Crittendon filed the suit because the state owes the city $224 million in revenue sharing, the Detroit Free Press reported Saturday.
Bing's response was to announce that the lawsuit could push the city into default. "I didn't want to get into a lawsuit -- it makes no sense to me, and nobody wins," Bing said, announcing, "If our city runs out of money, there is no bigger crisis that we would have."
If the city ran out of funds, the consent agreement with the state could be overturned, anyway, allowing the state to appoint an emergency fiscal manager to oversee the city's finances.

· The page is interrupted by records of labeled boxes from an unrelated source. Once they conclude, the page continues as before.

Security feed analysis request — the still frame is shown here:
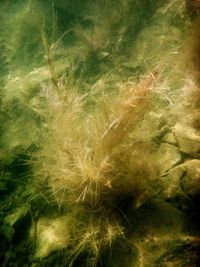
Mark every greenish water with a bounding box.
[0,0,199,267]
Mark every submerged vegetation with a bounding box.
[0,0,200,267]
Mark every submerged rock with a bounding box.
[30,216,69,259]
[2,207,31,240]
[174,123,200,158]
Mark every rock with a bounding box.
[30,216,70,259]
[174,123,200,158]
[162,132,177,146]
[1,207,31,240]
[157,143,181,173]
[181,160,200,197]
[162,159,200,205]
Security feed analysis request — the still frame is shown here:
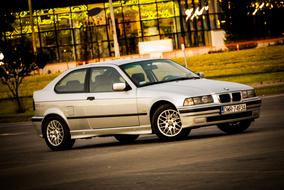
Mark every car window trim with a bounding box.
[53,68,88,94]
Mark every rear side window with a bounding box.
[54,69,87,93]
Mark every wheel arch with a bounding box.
[150,100,177,124]
[41,108,70,130]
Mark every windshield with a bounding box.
[120,59,199,87]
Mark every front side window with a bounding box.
[121,59,199,87]
[55,69,87,93]
[90,67,125,92]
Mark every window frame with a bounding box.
[53,68,90,94]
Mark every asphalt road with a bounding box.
[0,95,284,190]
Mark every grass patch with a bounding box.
[0,97,34,123]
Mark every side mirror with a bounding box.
[196,72,205,78]
[112,83,126,91]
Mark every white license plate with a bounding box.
[221,104,247,114]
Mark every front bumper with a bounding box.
[178,98,261,128]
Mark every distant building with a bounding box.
[1,0,224,62]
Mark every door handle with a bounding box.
[87,96,95,101]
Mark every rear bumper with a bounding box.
[32,116,43,137]
[178,98,261,128]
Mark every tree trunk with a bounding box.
[15,95,25,113]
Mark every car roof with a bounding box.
[76,58,164,68]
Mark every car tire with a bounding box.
[114,135,139,144]
[217,120,251,134]
[152,104,191,141]
[43,116,75,151]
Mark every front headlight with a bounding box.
[183,95,213,106]
[242,89,256,99]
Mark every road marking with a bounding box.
[0,132,28,137]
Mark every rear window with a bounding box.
[54,69,87,93]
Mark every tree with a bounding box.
[0,7,50,113]
[0,38,37,113]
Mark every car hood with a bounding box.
[141,79,251,96]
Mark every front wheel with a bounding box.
[217,120,251,134]
[114,135,139,144]
[43,117,75,151]
[152,104,191,141]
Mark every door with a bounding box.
[85,67,139,129]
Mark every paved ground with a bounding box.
[0,96,284,190]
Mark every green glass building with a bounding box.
[5,0,222,63]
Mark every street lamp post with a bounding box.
[109,0,120,58]
[28,0,36,54]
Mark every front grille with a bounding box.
[219,94,231,103]
[232,92,241,102]
[219,92,241,103]
[207,112,252,122]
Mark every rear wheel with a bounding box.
[43,117,75,151]
[114,135,139,144]
[218,120,251,134]
[152,104,191,140]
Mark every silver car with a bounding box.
[32,59,261,150]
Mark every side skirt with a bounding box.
[70,125,152,139]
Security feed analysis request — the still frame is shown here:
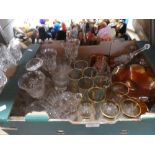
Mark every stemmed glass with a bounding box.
[18,58,45,99]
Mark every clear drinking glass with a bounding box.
[121,98,141,118]
[68,69,82,93]
[0,70,7,94]
[101,100,120,119]
[64,39,80,64]
[83,67,97,78]
[8,39,22,62]
[18,71,45,99]
[78,77,94,102]
[88,87,106,119]
[74,60,88,71]
[0,44,16,72]
[26,58,43,71]
[78,102,95,121]
[41,48,57,75]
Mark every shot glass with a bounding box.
[78,77,94,102]
[83,67,97,78]
[74,60,88,71]
[88,87,105,119]
[68,69,82,93]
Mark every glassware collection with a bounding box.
[10,40,155,121]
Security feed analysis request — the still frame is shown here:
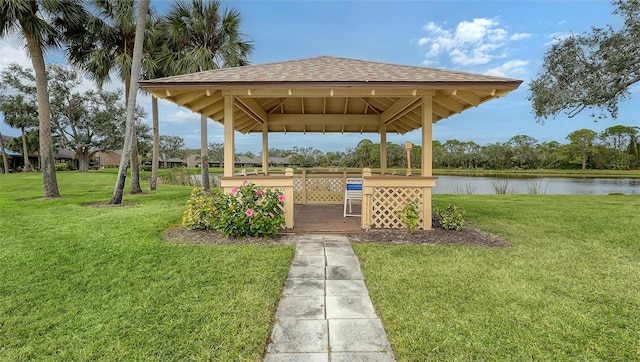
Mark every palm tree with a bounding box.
[0,132,9,173]
[0,94,38,172]
[69,0,148,194]
[0,0,86,198]
[167,0,253,193]
[110,0,151,204]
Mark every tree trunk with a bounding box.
[22,27,60,199]
[0,132,9,173]
[149,96,160,190]
[76,150,89,172]
[20,127,33,172]
[129,125,142,194]
[110,0,151,204]
[200,115,211,195]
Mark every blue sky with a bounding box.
[0,0,640,153]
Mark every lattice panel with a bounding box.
[306,177,344,204]
[293,177,302,193]
[371,187,424,229]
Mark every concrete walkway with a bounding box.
[264,234,394,362]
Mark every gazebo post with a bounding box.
[380,124,387,175]
[421,94,433,176]
[421,94,433,230]
[262,123,269,175]
[224,95,235,177]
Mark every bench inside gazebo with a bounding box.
[140,56,522,230]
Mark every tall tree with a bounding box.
[47,64,145,172]
[0,0,86,198]
[160,135,184,163]
[529,0,640,122]
[0,132,10,173]
[0,94,38,172]
[566,128,597,170]
[167,0,253,193]
[69,0,149,193]
[110,0,151,204]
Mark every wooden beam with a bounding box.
[452,89,482,108]
[268,114,380,125]
[380,98,420,123]
[238,98,268,123]
[224,96,235,177]
[222,87,432,98]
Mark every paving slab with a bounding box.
[325,280,369,296]
[264,234,394,362]
[288,265,325,279]
[331,352,395,362]
[264,353,329,362]
[329,319,391,353]
[327,265,364,280]
[282,279,325,297]
[296,241,324,256]
[291,255,326,266]
[267,318,329,353]
[276,296,325,319]
[325,295,378,319]
[326,255,360,268]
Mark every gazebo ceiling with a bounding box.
[140,56,522,134]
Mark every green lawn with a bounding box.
[0,172,293,361]
[354,195,640,361]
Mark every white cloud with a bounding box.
[0,38,32,70]
[485,59,529,77]
[417,18,533,66]
[543,33,573,47]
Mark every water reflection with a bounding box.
[433,176,640,195]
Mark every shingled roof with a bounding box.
[140,56,521,88]
[140,56,522,133]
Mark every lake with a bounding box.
[433,176,640,195]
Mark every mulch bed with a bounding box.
[162,226,511,248]
[347,227,511,248]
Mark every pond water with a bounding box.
[433,176,640,195]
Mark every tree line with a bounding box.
[171,125,640,170]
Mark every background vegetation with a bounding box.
[0,172,293,361]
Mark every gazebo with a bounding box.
[140,56,522,230]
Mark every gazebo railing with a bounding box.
[220,168,436,230]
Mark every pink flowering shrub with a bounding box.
[185,180,284,237]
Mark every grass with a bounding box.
[433,168,640,178]
[354,195,640,361]
[0,172,293,361]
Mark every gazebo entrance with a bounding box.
[140,57,522,230]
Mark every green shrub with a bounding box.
[56,162,71,171]
[215,180,284,237]
[433,204,465,231]
[182,187,218,230]
[398,200,420,233]
[182,181,285,237]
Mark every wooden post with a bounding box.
[224,96,235,177]
[380,124,387,175]
[262,123,269,175]
[284,168,294,229]
[421,95,433,230]
[404,141,413,176]
[301,170,307,205]
[360,167,373,230]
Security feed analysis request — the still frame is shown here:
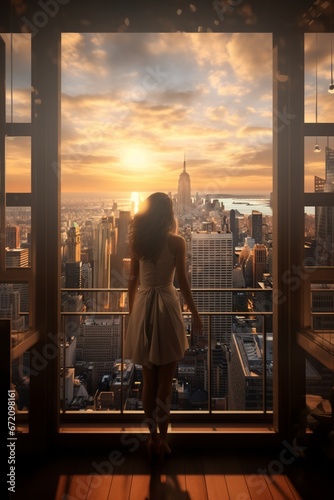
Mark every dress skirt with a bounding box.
[124,285,189,367]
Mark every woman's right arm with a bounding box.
[128,258,139,314]
[174,236,203,333]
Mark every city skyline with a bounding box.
[4,33,333,194]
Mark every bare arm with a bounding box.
[174,236,203,332]
[128,259,139,314]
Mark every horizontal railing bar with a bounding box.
[60,311,274,316]
[61,287,273,293]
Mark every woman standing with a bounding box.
[124,193,203,459]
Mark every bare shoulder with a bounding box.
[168,233,185,255]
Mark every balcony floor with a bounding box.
[14,444,334,500]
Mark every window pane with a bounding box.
[5,207,31,268]
[304,137,334,193]
[304,206,334,266]
[5,137,31,193]
[61,33,273,412]
[305,32,333,123]
[2,33,31,123]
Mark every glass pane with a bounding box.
[5,207,31,268]
[304,137,334,193]
[5,137,31,193]
[299,354,334,448]
[311,286,334,332]
[2,33,31,123]
[0,283,31,420]
[61,33,273,412]
[304,206,334,266]
[305,32,334,123]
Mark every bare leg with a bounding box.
[142,365,158,441]
[156,361,177,442]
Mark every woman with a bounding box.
[124,193,203,459]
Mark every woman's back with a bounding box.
[139,239,175,287]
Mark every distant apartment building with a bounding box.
[177,160,191,216]
[227,333,273,411]
[76,316,122,389]
[191,232,233,397]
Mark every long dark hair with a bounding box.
[129,193,176,262]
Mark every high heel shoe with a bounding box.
[147,438,159,462]
[158,439,172,464]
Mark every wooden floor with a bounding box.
[11,446,334,500]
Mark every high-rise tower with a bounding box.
[67,222,81,263]
[177,152,191,215]
[314,147,334,266]
[191,231,233,398]
[249,210,262,243]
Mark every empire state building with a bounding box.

The current agreement with the state forestalls the appointment of an emergency manager.
Michigan Deputy state Treasurer Thomas Saxton, meanwhile, told city officials that the lawsuit could force the state to hold off on revenue-sharing agreements, given the lawsuit could have an effect on those agreements.
This would only hasten the city's fate.
But City Council President Charles Pugh said the claim the city would go broke due to the lawsuit "may be a bit of an exaggeration." The Detroit News reported that other political groups would file their own lawsuits, if Crittendon dropped hers.
That could be what happens, said former Detroit, Pontiac and Troy, Mich., city lawyer Peter Letzmann.
"I've never seen this kind of chutzpah by a city attorney acting without the authority of the mayor or City Council," Letzmann said, predicting a judge would dismiss the lawsuit because the city's own attorney had filed the case.